IPH adalah indeks yang mengukur perubahan harga-harga 20 komoditas pangan yang memiliki bobot besar dalam Indeks Harga Konsumen (IHK) dan dapat dipengaruhi oleh kebijakan pemerintah daerah. IPH menggunakan bobot dari hasil pengeluaran di Survei Sosial Ekonomi Nasional (Susenas) Kabupaten Nagekeo. Jika ada komoditas IPH yang tidak ada di Susenas, maka untuk komoditas tersebut menggunakan bobot sister city IHK, yaitu bobot IHK kota/kabupaten yang memiliki karakteristik konsumsi yang mirip dengan Kabupaten Nagekeo.
IPH memiliki beberapa keunggulan, seperti dapat dikendalikan dalam jangka pendek, dapat digunakan sebagai sarana evaluasi kinerja kepala daerah dalam pengendalian inflasi, dan mudah dihitung dan dipahami. IPH dihitung oleh BPS RI dengan sumber data dari dinas perdagangan setempat dalam hal ini Dinas Perdagangan, Koperasi dan UKM Kabupaten Nagekeo.

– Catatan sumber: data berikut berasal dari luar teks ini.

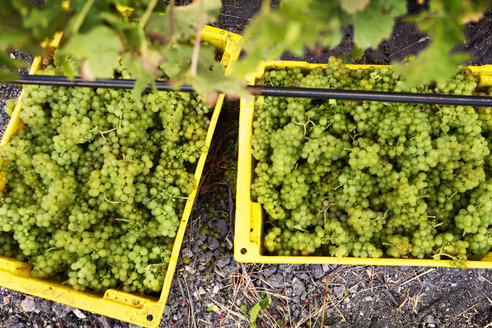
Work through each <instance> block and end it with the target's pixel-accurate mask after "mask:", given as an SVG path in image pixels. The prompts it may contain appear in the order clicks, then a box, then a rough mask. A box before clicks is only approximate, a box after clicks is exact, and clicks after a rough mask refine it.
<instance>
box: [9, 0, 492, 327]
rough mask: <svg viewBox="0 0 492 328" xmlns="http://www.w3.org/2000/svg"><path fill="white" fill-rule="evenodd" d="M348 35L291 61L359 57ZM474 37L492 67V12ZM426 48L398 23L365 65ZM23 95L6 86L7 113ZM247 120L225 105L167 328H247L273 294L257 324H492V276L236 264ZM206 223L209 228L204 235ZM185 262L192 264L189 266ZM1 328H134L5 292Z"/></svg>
mask: <svg viewBox="0 0 492 328" xmlns="http://www.w3.org/2000/svg"><path fill="white" fill-rule="evenodd" d="M186 1H188V0H186ZM261 2H262V1H261V0H250V1H245V0H223V7H222V12H221V15H220V17H219V21H218V23H217V26H218V27H220V28H223V29H226V30H229V31H232V32H235V33H242V32H243V31H244V28H245V26H246V25H247V24H248V22H249V21H250V19H251V18H252V17H253V16H254V15H255V13H256V12H257V11H258V10H259V9H260V7H261ZM415 3H416V1H413V2H409V9H410V10H411V11H415V10H419V7H418V6H416V4H415ZM344 32H345V37H344V39H343V41H342V43H341V44H340V46H338V47H337V48H335V49H333V50H329V49H324V50H323V52H322V54H321V55H320V56H315V55H314V54H313V53H312V52H310V51H309V50H308V52H307V55H306V56H305V57H303V58H293V57H292V56H290V55H289V54H285V55H284V56H283V57H282V58H283V59H296V60H307V61H310V62H326V61H327V58H328V57H329V56H331V55H334V56H345V57H346V58H350V56H351V52H352V47H353V42H352V39H351V33H352V31H351V29H350V28H347V29H345V30H344ZM465 34H466V36H467V41H466V43H465V44H464V45H462V46H461V47H459V48H458V49H459V50H463V51H466V52H468V53H469V54H470V56H471V60H470V62H469V63H470V64H473V65H482V64H492V51H491V48H492V12H490V11H489V12H487V13H486V15H485V17H484V18H483V19H482V20H481V21H479V22H477V23H473V24H469V25H468V26H467V28H466V31H465ZM427 42H428V40H427V38H426V36H425V35H424V34H422V33H419V32H418V31H416V29H415V28H414V27H413V26H412V25H410V24H407V23H405V22H403V21H399V22H398V23H397V25H396V27H395V30H394V32H393V35H392V36H391V38H390V39H389V40H387V41H384V42H383V43H382V44H381V45H380V46H379V47H378V48H377V49H372V50H368V51H366V53H365V54H364V57H363V58H362V59H361V60H360V61H359V62H360V63H368V64H371V63H375V62H377V63H380V64H384V63H388V62H391V61H397V60H401V59H402V58H404V57H406V56H408V55H410V54H416V53H418V51H420V50H422V49H423V48H424V47H425V46H426V44H427ZM16 55H17V54H16ZM19 90H20V89H19V88H18V87H16V86H3V85H0V107H3V106H4V102H5V100H6V99H9V98H13V97H15V96H17V95H18V93H19ZM1 115H4V116H5V113H4V112H3V111H1V112H0V125H1V127H2V130H3V129H4V127H5V123H6V121H5V119H2V117H4V116H1ZM238 115H239V103H238V102H237V101H236V102H226V103H225V105H224V108H223V110H222V114H221V117H220V119H219V126H218V127H217V129H216V134H215V136H214V140H213V146H212V148H211V151H210V154H209V159H208V161H207V164H206V166H205V170H204V175H203V178H202V183H201V189H200V192H199V196H198V198H197V201H196V202H195V209H194V211H193V213H192V217H191V219H190V221H189V225H188V229H187V232H186V236H185V240H184V242H183V246H182V251H181V256H180V263H179V264H178V267H177V269H176V274H175V276H174V280H173V285H172V287H171V291H170V295H169V299H168V302H167V306H166V308H165V311H164V316H163V318H162V322H161V325H160V327H247V326H248V324H249V317H250V315H249V311H250V309H251V308H252V307H253V306H254V305H255V304H256V303H257V302H258V300H260V299H263V298H265V297H266V296H270V299H271V305H270V306H269V308H268V309H265V310H262V311H261V312H260V315H259V319H258V320H257V323H258V327H282V328H283V327H320V324H321V312H322V309H323V307H324V308H325V319H324V325H325V327H352V328H354V327H361V328H362V327H405V328H406V327H429V328H431V327H492V270H471V269H468V270H462V269H454V268H419V267H417V268H410V267H373V266H341V265H340V266H338V265H262V264H240V263H237V262H236V261H235V260H234V258H233V255H232V249H233V242H234V240H233V235H234V232H233V227H234V205H235V200H234V186H233V181H231V180H230V179H227V178H226V176H227V173H229V174H230V173H231V166H230V165H229V164H230V163H234V160H235V159H236V156H237V121H238ZM234 173H235V172H234V171H233V169H232V175H234ZM232 180H233V179H232ZM211 206H212V207H211ZM204 224H206V225H207V226H208V227H209V228H208V232H207V233H206V234H201V233H200V228H201V227H202V226H203V225H204ZM183 257H189V258H190V259H191V262H190V263H189V264H188V265H184V264H183V263H182V261H181V258H183ZM327 278H328V279H329V284H328V289H327V290H326V289H325V284H326V280H327ZM325 292H326V293H327V297H326V303H325V304H323V299H324V295H325ZM242 305H244V306H246V309H244V308H241V306H242ZM0 327H53V328H54V327H104V328H108V327H134V326H133V325H129V324H127V323H124V322H120V321H117V320H113V319H108V318H106V317H104V316H99V315H95V314H91V313H87V312H85V311H79V310H76V309H73V308H71V307H68V306H64V305H61V304H58V303H54V302H51V301H47V300H43V299H39V298H36V297H31V296H26V295H24V294H21V293H17V292H12V291H9V290H6V289H3V288H0Z"/></svg>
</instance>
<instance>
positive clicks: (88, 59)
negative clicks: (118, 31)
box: [61, 25, 123, 79]
mask: <svg viewBox="0 0 492 328" xmlns="http://www.w3.org/2000/svg"><path fill="white" fill-rule="evenodd" d="M122 50H123V44H122V42H121V40H120V39H119V37H118V35H117V34H116V33H115V32H114V31H113V30H111V29H110V28H108V27H105V26H102V25H100V26H97V27H95V28H93V29H92V30H90V31H89V32H88V33H84V34H76V35H74V36H73V37H72V38H70V39H69V40H68V42H67V44H66V45H65V46H64V47H63V49H62V50H61V54H64V55H68V56H71V57H72V58H75V59H77V60H79V61H81V62H82V61H85V63H84V66H83V67H82V72H81V73H82V74H83V77H84V78H88V79H94V78H96V77H111V76H112V75H113V71H114V68H115V67H116V66H117V64H118V55H119V53H120V52H121V51H122Z"/></svg>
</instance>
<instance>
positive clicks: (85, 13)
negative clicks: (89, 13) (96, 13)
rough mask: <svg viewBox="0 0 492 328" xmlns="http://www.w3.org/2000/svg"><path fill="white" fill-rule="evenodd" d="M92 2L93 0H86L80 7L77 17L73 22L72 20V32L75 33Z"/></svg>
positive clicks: (90, 7)
mask: <svg viewBox="0 0 492 328" xmlns="http://www.w3.org/2000/svg"><path fill="white" fill-rule="evenodd" d="M93 3H94V0H88V1H87V2H86V3H85V5H84V7H82V10H81V11H80V14H79V15H78V16H77V18H75V22H74V24H73V28H72V34H77V32H78V31H79V29H80V27H81V26H82V23H83V22H84V20H85V17H86V16H87V13H88V12H89V9H91V7H92V4H93Z"/></svg>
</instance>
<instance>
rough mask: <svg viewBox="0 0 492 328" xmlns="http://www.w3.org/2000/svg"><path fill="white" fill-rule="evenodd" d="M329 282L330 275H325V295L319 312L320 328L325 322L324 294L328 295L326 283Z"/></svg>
mask: <svg viewBox="0 0 492 328" xmlns="http://www.w3.org/2000/svg"><path fill="white" fill-rule="evenodd" d="M329 282H330V275H329V274H327V275H326V283H325V295H324V296H323V307H322V312H321V328H323V327H324V326H323V324H324V322H325V308H326V296H327V295H328V283H329Z"/></svg>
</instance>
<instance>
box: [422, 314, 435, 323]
mask: <svg viewBox="0 0 492 328" xmlns="http://www.w3.org/2000/svg"><path fill="white" fill-rule="evenodd" d="M424 321H425V322H426V323H429V324H433V323H434V317H433V316H431V315H430V314H428V315H426V316H425V318H424Z"/></svg>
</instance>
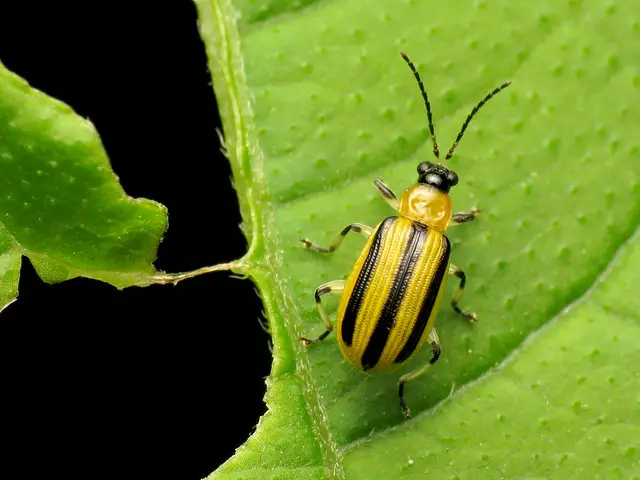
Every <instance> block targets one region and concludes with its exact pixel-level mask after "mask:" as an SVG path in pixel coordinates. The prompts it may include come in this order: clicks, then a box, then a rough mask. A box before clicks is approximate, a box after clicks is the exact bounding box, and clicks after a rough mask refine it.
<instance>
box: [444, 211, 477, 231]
mask: <svg viewBox="0 0 640 480" xmlns="http://www.w3.org/2000/svg"><path fill="white" fill-rule="evenodd" d="M479 214H480V210H478V209H477V208H474V209H472V210H471V211H469V212H458V213H454V214H453V215H452V216H451V220H449V225H448V226H449V227H452V226H454V225H460V224H461V223H467V222H470V221H471V220H473V219H474V218H476V217H477V216H478V215H479Z"/></svg>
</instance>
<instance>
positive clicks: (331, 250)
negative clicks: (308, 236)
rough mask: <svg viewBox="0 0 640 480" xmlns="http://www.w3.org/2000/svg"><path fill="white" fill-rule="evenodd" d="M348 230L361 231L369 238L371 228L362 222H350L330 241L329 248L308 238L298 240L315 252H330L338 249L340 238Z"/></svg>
mask: <svg viewBox="0 0 640 480" xmlns="http://www.w3.org/2000/svg"><path fill="white" fill-rule="evenodd" d="M349 232H356V233H361V234H362V235H364V236H365V237H367V238H369V235H371V232H373V228H371V227H367V226H366V225H363V224H362V223H352V224H351V225H348V226H346V227H345V228H344V229H343V230H342V231H341V232H340V234H339V235H338V236H337V237H336V239H335V240H334V241H333V242H332V243H331V245H329V248H325V247H320V246H318V245H316V244H315V243H313V242H312V241H311V240H309V239H308V238H301V239H300V241H301V242H302V243H303V244H304V246H305V247H306V248H310V249H311V250H315V251H316V252H320V253H331V252H335V251H336V250H337V249H338V247H339V246H340V244H341V243H342V240H344V237H346V236H347V233H349Z"/></svg>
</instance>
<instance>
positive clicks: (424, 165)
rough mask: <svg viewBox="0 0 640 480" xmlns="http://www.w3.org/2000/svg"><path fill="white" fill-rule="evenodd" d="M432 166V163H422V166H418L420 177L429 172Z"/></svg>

20 komoditas yang termasuk dalam penghitungan IPH adalah beras, daging ayam ras, telur ayam ras, bawang merah, cabe merah, cabe rawit, minyak goreng, gula pasir, bawang putih, daging sapi, tepung terigu, pisang, dan jeruk. Masing-masing komoditas memiliki bobot masing-masing, dengan bobot terbesar adalah beras (28.50%), daging ayam ras (10.14%), dan telur ayam ras (7.86%).
Dengan adanya IPH, diharapkan dapat membantu pemerintah daerah dalam mengendalikan inflasi dan menjaga stabilitas harga-harga pangan. IPH juga dapat menjadi salah satu indikator kesejahteraan masyarakat, karena pangan merupakan kebutuhan pokok yang harus dipenuhi. IPH juga dapat menjadi bahan masukan bagi pemerintah pusat dalam merumuskan kebijakan makroekonomi yang berdampak pada inflasi.